After a professor discovered a rare artifact in storage at a Calhoun County college, efforts to return the piece are wrapping up this week.

The Jackson Citizen Patriot reports that art Professor Bille Wickre discovered the two-foot tall war god idol, called an Ahayuda, in storage at Albion College in 2015. Not knowing what it was, she worked with a scholar of Native American art to identify it as a cultural artifact of the Zuni Nation, a Pueblo tribe located in the southwestern United States. They began communicating with the tribe and working towards returning it.

The Ahayuda was donated to Albion College in 1973, and it's not known how the donor came across the item.
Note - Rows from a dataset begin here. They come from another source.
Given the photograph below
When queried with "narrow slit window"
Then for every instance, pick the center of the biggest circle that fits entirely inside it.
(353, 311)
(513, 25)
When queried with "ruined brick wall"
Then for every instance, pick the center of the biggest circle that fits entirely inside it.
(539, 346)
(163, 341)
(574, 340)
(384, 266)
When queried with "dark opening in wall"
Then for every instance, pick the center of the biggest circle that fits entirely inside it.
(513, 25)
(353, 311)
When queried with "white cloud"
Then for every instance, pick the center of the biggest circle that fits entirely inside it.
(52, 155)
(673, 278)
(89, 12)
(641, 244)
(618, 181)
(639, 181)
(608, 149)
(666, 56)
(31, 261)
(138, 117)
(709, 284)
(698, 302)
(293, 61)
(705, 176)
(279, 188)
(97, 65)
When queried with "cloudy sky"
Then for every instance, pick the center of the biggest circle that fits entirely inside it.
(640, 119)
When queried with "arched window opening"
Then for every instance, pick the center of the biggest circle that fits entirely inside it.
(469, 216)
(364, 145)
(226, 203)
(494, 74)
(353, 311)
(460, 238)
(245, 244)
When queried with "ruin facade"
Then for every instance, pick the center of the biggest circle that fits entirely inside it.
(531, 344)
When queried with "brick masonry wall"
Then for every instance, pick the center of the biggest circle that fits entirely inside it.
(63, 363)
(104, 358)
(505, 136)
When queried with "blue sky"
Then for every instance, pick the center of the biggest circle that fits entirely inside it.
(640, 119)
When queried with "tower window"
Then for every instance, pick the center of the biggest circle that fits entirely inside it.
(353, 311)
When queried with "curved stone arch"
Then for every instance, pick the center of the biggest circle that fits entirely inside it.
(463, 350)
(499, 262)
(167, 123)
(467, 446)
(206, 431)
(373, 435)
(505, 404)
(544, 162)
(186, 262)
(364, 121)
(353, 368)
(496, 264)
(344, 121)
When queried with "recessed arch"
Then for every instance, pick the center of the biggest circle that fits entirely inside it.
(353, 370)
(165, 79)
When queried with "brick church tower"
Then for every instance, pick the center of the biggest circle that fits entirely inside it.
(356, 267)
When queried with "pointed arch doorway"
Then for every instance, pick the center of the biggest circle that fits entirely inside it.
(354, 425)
However, at that time and decades before it, it was a somewhat common practice to take items off of Native American Reservations. Such cultural theft was outlawed in the Native American Graves Protection of Repatriation Act of 1990, which also ordered the return of such items to their original people.

Ahayuda are traditionally carved from a cottonwood tree that was struck by lightning, an act believed to infuse the piece with power. The idols are used for specific religious purposes, and are believed to serve as items of protection and peace.

The item will be returned to the Zuni people in a special ceremony at Albion College on Thursday, where a tribal elder and priests will hold a private ritual. A public gift-exchanging ceremony is being held at the college's Baldwin Hall in Albion at 5:30pm, followed by a showing of an independent Zuni film and a Q&A session with representatives from the tribe.